Monday, March 23, 2009

Thoughts About the Dead Sea Scrolls, and Redemption

The Dead Sea Scrolls have been the subject of much discussion and speculation since their discovery in 1947. For decades after their discovery, access to them was tightly controlled by a group of scholars that was predominantly Christian. This has always puzzled me. I watched a BBC documentary on You Tube in which an Israeli scholar examined a part of the Dead Sea Scrolls with a fond and tender familiarity. When she examined and discussed a fragment from the scrolls, it is almost as though she were discussing her ancestors, which she really was..

One of the Dead Sea Scrolls was a book of Isaiah which was essentially identical those read today. Other archaeologists have discovered phylacteries that were the same as those used by Jewish men during weekday prayers today. The latest hypothesis to come from Jews studying the Dead Sea Scrolls is that the Essenes may have never existed. Israel National News reports as follows.

An Israeli scholar on Jewish mysticism, Rachel Elior, has challenged the long-accepted theory that the Essenes sect authored the ancient Dead Sea Scrolls. She claims the supposed sect never existed and blames Jewish Roman historian Flavius Josephus for falsely recording the existence of the Essenes.

The Dead Sea Scrolls were discovered approximately 60 years ago and include segments of the Bible as well as reports on communal living and a disastrous war. Scholars have described the Essenes as celibates who lived near the Qumran caves where a Bedouin shepherd found the scrolls. Elior, a scholar at Hebrew University, wrote in a book to be published next month that it is unreasonable to assume that observant Jews, as the Essenes are described, would not observe the Biblical commandment to “be fruitful and multiply.”
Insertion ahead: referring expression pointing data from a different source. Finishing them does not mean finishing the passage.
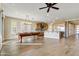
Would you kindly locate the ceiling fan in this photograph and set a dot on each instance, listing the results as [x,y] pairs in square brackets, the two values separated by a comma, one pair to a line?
[50,5]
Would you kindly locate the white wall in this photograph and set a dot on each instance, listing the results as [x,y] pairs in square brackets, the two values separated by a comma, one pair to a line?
[0,31]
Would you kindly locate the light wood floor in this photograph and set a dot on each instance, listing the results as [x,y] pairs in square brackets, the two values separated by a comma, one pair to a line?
[43,47]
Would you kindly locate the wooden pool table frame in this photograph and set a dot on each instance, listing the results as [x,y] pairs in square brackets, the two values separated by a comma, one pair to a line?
[21,35]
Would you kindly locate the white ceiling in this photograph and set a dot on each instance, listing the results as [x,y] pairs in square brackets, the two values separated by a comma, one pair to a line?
[31,11]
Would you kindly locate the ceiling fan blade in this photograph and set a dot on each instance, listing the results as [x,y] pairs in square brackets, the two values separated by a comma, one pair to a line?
[48,9]
[42,7]
[54,3]
[55,8]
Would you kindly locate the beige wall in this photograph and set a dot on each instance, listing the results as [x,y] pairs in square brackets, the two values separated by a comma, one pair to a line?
[71,29]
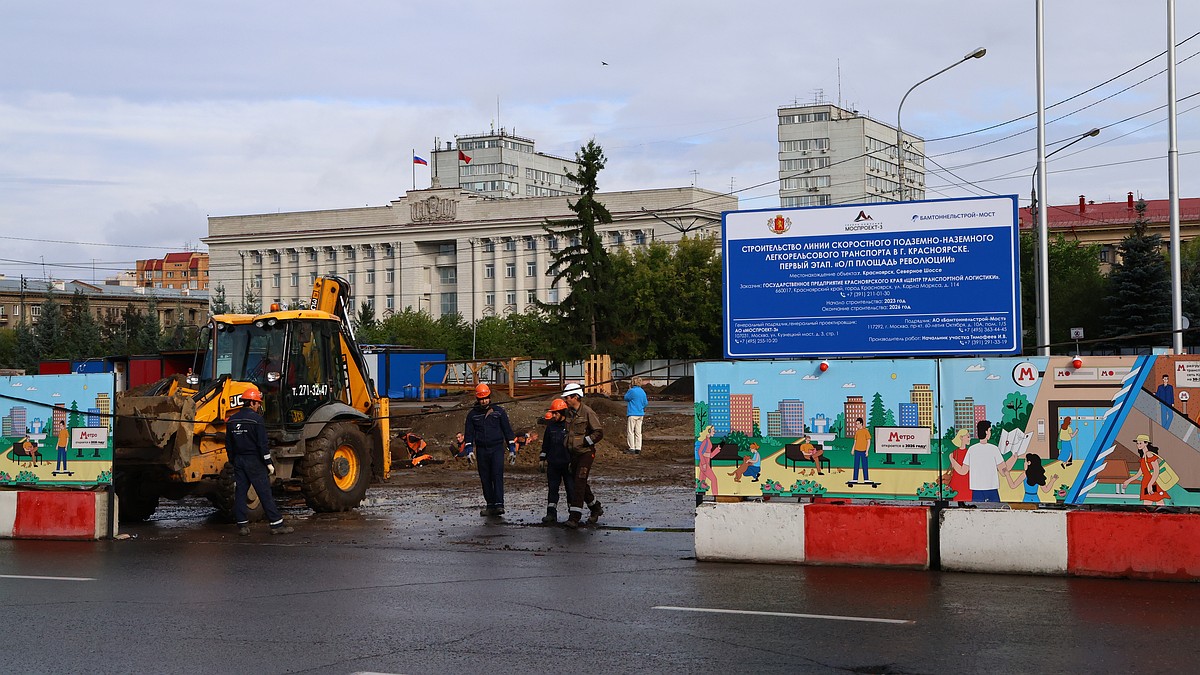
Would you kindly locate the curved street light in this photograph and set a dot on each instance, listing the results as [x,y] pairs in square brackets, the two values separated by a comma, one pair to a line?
[973,54]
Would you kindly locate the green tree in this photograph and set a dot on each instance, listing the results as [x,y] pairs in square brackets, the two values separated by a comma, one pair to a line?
[219,304]
[1139,298]
[51,332]
[583,263]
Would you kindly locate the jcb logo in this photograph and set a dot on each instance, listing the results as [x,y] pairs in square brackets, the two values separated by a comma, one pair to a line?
[1025,374]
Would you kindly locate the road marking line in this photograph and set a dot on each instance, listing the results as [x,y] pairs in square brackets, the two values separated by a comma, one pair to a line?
[829,616]
[47,578]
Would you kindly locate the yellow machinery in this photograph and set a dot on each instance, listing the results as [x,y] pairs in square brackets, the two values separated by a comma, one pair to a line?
[328,428]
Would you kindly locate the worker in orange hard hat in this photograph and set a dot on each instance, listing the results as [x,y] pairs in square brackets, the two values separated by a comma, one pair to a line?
[556,459]
[487,434]
[252,466]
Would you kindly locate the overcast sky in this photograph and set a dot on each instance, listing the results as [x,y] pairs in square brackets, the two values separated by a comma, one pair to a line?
[124,125]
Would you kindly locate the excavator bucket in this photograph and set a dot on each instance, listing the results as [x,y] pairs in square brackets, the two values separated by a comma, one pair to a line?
[156,429]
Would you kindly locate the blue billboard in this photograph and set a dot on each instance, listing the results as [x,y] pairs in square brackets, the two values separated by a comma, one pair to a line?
[899,279]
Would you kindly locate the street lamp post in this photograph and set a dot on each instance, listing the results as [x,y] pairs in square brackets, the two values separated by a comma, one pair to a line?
[1042,300]
[975,54]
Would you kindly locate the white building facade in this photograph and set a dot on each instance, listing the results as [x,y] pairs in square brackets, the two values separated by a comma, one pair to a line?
[502,165]
[828,155]
[442,250]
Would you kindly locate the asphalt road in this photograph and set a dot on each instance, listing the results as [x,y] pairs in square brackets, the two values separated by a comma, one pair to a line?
[415,581]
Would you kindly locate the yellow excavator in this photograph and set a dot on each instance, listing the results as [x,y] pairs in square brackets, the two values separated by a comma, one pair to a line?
[328,428]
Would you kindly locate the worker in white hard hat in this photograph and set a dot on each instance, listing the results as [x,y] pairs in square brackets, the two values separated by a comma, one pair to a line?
[583,432]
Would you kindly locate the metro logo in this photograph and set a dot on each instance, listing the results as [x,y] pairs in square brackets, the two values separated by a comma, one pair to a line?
[1025,374]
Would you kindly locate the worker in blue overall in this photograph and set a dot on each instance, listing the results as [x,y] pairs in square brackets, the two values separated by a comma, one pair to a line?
[489,434]
[246,443]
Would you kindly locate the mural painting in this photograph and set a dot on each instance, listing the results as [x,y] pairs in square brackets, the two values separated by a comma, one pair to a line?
[57,430]
[1041,430]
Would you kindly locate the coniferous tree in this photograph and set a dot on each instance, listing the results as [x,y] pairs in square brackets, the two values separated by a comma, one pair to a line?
[583,263]
[1139,298]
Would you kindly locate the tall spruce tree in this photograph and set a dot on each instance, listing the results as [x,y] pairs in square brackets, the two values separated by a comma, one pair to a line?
[583,263]
[1139,298]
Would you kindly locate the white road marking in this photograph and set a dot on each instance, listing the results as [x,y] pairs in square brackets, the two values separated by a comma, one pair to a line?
[47,578]
[829,616]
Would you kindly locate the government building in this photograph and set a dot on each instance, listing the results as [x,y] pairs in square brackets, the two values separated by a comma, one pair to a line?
[444,250]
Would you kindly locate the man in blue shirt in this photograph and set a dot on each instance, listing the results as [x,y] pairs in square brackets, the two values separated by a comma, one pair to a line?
[635,410]
[489,434]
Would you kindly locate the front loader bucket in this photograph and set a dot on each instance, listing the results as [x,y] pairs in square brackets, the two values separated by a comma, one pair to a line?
[156,429]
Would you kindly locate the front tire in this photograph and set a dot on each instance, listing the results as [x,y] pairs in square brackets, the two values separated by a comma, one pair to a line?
[335,471]
[225,495]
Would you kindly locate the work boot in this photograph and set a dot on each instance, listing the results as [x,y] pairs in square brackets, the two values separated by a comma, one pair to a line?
[597,512]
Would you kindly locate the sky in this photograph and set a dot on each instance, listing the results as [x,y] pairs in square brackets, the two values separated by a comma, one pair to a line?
[124,125]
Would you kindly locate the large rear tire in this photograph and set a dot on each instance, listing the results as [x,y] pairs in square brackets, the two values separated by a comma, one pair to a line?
[222,500]
[335,471]
[136,501]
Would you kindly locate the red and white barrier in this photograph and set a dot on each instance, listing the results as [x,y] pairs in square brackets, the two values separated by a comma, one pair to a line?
[35,514]
[1019,542]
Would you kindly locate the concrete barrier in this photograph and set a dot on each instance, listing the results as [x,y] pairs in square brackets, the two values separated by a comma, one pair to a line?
[867,535]
[1140,545]
[750,532]
[1023,542]
[37,514]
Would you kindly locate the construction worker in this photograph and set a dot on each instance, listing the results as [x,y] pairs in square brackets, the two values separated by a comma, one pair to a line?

She maintained that if the Essenes indeed existed and drifted from accepted Jewish practice, they would have earned a place in other texts.

One theory is that the people who deposited the Dead Sea Scrolls were priestly members of the Sadducees, a Jewish sect that denied the Talmud and the oral law elucidating the Torah and that they had been banned from serving in the Temple.

Fortunately, microfilms have been made of the scrolls from Qumran. Now, Jewish scholars who had been shut out can employ study them, and contribute to the public's understanding of the time after the destruction of the Temple and the life of Jesus.

We are living in a time when Jewish classical commentaries are being translated into English as never before. Even though Christians differ with Jews on some passages relating to the messianic era, it is amazing how much Jewish biblical scholarship seems to be largely undiscovered in the Christian and non Jewish world.

I could complain about the vast realms of Jewish biblical scholarship that receives scant attention. I could complain about anti semitism, and I might be right. But I feel that a Greater Hand is at work here. When the world is ready, they will find that there are a lot of answers right in front of them.

When did people discover that the earth could be tenderly sifted to yield its secrets? I have always been fascinated by people who could make sense of a pottery shard or nails in a rotted beam. Years ago I saw the results of an archaeological dig in Norway. The people working on the dig painstakingly separated the layers of debris into different generations, each covering the one beneath it. There is something uniquely human about projecting human introspection onto the earth's crust.

I hope that there will be more discoveries like the one in Qumran. I fear that there are people who are so opposed to a Jewish presence in the Holy Land that they would destroy evidence that would come into their hands. this has already happened on the Temple Mount, where Muslim authorities doing constriction have pulverised artifacts with earth moving machinery. Something tells me that this disgraceful effort to make the earth itself bear false witness will come to naught.

Despite the dreadful mess we humans have made of our planet, we still have an amazing array of potentially redeeming qualities, from mercy to introspection, from wonder to regret. We dig not only for oil and gold. Many dig for truth as well.

Who would have imagined that the Berlin Wall would be torn down, that the mighty Soviet Union would crumble? There have been miracles before. I believe that more are to come. The main thing is not to be spectators. We must dig. We must build. We must have faith that the tomorrow that G-d has given us can be good.